An NVIDIA RTX 4090 generates 73 TFLOPS. This iPad gives you nearly half that. The memory bandwidth of 120 GBps is roughly 1/10th of the NVIDIA hardware, but who’s counting!
The 4090 costs ~$1800 and doesn't have dual OLED screens, doesn't have a battery, doesn't weigh less than a pound, and doesn't actually do anything unless it is plugged into a larger motherboard, either.
When you line it up like that it's kinda surprising the 4090 is just $1800. They could sell it for $5,000 a pop and it would still be better value than the highest end Apple Silicon.
Comparing these directly like this is problematic.
The 4090 is highly specialized and not usable for general purpose computing.
Whether or not it's a better value than Apple Silicon will highly depend on what you intend to do with it. Especially if your goal is to have a device you can put in your backpack.

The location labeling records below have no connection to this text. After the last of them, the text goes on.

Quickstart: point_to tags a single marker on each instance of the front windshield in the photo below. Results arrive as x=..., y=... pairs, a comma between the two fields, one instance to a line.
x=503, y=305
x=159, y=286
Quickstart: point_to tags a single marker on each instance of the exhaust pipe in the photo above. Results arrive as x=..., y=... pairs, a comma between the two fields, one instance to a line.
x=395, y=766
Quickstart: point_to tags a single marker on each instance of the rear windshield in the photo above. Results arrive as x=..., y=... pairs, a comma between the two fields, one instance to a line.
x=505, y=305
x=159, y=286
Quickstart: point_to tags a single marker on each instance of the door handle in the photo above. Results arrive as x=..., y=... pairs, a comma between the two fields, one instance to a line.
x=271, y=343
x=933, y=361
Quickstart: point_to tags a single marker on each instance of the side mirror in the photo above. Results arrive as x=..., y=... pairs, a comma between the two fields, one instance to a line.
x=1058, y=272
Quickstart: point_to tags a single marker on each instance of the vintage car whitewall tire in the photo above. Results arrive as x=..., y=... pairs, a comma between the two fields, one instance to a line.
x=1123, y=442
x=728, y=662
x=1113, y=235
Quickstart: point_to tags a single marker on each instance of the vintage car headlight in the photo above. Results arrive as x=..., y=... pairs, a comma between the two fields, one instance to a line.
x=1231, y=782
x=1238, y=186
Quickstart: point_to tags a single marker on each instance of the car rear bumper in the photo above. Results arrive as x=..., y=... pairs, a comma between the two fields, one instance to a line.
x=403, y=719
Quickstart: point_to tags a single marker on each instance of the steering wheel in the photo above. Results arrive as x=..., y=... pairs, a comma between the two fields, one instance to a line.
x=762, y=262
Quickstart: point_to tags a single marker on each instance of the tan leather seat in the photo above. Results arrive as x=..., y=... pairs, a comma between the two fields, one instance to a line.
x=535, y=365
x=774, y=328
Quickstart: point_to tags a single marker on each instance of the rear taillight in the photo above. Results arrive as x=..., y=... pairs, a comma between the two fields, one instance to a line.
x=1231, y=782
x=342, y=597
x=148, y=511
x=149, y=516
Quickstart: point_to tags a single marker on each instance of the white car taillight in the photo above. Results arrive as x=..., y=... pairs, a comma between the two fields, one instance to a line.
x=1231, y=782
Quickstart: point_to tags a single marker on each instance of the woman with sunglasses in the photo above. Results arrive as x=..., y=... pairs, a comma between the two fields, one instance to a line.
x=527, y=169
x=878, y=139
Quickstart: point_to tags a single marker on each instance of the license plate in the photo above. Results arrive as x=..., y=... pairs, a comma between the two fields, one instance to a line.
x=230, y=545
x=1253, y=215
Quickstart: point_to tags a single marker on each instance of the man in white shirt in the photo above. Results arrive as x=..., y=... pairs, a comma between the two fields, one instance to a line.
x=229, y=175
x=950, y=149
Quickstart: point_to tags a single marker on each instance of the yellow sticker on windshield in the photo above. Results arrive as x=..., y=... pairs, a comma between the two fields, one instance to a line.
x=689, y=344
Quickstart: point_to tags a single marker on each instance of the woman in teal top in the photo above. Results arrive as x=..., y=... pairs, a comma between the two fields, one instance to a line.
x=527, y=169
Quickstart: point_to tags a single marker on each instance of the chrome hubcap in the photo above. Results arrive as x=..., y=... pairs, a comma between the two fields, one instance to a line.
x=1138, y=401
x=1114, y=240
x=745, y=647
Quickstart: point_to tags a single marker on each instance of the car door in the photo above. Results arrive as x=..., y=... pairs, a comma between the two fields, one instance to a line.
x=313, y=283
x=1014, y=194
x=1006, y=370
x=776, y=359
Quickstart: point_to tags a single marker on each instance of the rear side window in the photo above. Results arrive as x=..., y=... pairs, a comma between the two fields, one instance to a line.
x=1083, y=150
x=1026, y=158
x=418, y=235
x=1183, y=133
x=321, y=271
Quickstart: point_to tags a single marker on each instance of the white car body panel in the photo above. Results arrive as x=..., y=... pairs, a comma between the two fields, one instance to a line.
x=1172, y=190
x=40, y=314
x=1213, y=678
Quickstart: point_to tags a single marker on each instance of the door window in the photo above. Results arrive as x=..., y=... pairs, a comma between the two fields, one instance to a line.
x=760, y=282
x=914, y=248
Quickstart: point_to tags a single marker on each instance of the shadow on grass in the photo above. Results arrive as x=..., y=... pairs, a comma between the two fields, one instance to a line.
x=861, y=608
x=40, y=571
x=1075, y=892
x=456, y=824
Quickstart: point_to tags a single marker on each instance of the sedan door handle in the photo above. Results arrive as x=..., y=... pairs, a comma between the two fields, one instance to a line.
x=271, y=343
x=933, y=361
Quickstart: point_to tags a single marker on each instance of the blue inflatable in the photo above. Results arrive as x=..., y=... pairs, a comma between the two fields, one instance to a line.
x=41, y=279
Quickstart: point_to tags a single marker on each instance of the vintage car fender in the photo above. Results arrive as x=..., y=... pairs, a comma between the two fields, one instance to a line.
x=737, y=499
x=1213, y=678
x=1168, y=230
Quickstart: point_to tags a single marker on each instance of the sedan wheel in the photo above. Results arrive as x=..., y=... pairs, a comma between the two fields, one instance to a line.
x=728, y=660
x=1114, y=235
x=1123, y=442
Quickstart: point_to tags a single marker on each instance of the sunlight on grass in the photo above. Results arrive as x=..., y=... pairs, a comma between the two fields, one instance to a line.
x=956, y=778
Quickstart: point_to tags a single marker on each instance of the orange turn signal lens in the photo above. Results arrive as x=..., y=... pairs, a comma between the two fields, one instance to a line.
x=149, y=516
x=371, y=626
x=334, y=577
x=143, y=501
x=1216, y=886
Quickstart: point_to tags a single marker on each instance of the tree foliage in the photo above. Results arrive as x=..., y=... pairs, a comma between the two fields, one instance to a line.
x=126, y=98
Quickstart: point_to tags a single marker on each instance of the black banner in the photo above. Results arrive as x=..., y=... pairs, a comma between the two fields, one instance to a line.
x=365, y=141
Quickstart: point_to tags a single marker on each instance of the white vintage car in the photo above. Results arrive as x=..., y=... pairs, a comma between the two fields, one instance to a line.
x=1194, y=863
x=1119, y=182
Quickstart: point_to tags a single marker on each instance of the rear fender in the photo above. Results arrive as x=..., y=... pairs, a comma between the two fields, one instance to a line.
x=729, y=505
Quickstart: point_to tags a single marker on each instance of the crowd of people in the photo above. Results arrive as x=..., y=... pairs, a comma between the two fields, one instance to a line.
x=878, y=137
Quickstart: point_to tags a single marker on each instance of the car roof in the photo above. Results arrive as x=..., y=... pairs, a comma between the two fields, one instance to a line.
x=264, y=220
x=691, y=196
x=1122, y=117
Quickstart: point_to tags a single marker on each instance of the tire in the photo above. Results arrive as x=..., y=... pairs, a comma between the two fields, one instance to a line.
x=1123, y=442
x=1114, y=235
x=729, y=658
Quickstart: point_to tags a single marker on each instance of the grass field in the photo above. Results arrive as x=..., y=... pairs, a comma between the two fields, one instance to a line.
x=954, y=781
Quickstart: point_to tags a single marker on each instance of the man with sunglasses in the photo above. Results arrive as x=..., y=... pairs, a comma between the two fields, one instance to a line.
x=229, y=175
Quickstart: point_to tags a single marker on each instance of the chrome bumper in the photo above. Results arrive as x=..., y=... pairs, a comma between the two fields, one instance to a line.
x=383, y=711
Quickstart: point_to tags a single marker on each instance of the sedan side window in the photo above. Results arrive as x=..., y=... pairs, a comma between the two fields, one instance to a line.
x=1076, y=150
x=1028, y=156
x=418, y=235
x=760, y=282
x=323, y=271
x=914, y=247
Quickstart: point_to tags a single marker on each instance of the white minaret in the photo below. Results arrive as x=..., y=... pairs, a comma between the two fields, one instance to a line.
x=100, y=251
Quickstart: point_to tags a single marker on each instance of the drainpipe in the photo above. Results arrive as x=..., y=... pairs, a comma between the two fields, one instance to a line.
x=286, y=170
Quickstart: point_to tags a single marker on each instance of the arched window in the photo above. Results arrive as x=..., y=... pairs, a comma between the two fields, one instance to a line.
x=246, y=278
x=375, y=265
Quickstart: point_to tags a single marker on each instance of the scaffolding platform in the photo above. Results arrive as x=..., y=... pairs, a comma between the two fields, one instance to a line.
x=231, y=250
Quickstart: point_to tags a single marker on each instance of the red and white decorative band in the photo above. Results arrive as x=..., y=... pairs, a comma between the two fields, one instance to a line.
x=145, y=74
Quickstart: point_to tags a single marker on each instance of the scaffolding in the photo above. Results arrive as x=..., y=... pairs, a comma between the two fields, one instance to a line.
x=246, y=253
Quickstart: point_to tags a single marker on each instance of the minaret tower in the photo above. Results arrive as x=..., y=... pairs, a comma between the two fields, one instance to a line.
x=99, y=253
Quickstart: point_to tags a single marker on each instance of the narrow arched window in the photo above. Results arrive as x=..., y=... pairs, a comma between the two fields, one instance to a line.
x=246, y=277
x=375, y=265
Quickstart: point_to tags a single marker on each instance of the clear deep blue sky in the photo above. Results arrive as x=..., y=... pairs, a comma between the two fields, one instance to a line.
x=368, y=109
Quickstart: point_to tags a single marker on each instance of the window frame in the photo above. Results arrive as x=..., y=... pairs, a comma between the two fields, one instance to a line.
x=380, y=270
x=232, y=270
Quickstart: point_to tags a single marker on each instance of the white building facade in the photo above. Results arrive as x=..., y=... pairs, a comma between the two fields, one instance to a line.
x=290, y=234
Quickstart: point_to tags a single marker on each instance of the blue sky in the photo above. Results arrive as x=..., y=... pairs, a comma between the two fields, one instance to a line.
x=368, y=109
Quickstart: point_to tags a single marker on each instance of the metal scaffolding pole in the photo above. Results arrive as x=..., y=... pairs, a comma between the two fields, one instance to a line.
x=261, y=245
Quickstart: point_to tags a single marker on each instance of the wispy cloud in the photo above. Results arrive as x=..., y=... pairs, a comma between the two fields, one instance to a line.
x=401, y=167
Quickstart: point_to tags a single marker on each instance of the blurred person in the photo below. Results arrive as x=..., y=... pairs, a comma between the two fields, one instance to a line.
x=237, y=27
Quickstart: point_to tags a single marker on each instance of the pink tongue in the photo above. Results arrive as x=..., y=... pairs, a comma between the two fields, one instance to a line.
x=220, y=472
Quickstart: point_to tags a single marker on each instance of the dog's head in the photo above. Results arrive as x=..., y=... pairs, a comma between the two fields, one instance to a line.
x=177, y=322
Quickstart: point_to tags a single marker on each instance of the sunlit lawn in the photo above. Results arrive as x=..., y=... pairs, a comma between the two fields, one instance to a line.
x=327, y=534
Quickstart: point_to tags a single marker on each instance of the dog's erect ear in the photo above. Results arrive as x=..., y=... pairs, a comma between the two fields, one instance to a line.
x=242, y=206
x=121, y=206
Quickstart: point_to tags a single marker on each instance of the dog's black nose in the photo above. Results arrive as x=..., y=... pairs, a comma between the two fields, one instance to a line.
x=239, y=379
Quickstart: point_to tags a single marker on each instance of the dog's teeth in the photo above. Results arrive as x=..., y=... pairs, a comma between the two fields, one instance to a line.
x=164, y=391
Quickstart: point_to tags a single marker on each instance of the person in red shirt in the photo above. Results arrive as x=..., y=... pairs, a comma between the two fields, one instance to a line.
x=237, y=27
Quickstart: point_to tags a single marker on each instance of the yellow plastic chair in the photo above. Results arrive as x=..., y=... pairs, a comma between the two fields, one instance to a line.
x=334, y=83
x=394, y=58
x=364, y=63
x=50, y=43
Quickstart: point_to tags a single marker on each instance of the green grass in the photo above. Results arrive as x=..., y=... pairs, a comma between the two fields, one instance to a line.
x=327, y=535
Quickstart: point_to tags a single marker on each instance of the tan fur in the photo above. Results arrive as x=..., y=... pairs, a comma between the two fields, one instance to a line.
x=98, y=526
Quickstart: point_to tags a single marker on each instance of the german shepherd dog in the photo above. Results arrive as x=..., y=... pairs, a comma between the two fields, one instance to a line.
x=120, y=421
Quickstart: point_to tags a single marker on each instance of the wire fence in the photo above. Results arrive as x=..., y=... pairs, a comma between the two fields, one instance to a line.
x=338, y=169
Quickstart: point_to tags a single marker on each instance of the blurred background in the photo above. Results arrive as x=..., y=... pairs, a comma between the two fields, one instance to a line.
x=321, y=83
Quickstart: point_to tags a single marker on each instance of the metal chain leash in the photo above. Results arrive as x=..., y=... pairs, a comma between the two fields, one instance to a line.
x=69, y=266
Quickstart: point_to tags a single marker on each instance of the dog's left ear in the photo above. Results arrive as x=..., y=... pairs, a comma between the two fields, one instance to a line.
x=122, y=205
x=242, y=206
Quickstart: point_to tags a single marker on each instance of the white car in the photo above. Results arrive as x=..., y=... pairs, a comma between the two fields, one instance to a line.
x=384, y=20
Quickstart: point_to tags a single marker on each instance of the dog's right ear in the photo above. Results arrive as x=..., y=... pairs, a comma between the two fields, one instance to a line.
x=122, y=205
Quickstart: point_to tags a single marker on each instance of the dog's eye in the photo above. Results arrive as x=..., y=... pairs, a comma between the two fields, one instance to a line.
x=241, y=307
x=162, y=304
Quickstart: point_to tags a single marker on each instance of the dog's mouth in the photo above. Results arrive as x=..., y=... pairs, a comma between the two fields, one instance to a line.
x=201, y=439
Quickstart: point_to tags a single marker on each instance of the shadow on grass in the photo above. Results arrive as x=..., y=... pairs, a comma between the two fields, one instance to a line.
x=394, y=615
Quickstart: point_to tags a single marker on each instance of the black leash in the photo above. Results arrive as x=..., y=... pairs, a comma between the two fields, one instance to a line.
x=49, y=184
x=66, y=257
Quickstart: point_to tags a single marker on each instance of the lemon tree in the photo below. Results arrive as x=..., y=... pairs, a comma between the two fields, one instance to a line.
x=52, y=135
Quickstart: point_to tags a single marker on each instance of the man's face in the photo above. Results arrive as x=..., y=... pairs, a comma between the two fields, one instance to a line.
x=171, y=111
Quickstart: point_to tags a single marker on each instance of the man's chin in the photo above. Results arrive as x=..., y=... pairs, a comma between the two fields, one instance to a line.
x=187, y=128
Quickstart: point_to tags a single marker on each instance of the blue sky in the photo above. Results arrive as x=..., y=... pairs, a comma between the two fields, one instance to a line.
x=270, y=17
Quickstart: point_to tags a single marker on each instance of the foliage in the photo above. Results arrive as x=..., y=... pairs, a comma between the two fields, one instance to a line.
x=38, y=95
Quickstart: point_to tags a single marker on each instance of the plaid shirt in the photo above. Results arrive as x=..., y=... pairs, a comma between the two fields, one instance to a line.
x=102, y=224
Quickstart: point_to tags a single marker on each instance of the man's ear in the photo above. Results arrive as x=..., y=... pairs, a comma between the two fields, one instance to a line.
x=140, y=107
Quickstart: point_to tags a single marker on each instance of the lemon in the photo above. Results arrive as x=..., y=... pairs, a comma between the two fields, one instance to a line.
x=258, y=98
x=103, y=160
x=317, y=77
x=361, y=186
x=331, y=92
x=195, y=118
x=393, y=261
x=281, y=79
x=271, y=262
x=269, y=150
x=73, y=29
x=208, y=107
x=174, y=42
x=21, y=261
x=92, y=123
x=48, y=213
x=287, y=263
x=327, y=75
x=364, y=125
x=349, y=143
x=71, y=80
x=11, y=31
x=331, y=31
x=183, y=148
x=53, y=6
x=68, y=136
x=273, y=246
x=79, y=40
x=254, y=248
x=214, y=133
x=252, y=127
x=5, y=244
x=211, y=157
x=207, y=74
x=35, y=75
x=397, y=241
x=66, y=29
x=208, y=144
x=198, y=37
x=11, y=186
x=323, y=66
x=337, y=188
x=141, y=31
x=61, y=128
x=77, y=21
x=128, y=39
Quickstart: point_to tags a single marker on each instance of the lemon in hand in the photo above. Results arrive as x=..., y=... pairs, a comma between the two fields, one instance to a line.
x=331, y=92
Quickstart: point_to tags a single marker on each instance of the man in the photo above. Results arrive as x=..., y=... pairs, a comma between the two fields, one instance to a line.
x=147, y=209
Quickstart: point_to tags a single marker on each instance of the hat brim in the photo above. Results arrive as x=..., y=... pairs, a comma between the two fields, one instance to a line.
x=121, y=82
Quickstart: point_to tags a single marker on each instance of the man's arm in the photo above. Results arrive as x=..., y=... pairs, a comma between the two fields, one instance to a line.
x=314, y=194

I'm not the one making the comparison, I'm just providing the compute numbers to the people who did. Decide for yourself what that means, the only conclusion I made on was compute-per-dollar.
And Nvidia annihilates those scores with CUBlas. I'm going to play nice and post the OpenCL scores since both sides get a fair opportunity to optimize for it.
Yeah where are the bfloat16 numbers for the neural engine? For AMD you can at least divide by four to get the real number. 16 TOPS -> 4 tflops within a mobile power envelope is pretty good for assisting CPU only inference on device. Not so good if you want to run an inference server but that wasn't the goal in the first place.
What irritates me the most though is people comparing a mobile accelerator with an extreme high end desktop GPU. Some models only run on a dual GPU stack of those. Smaller GPUs are not worth the money. NPUs are primarily eating the lunch of low end GPUs.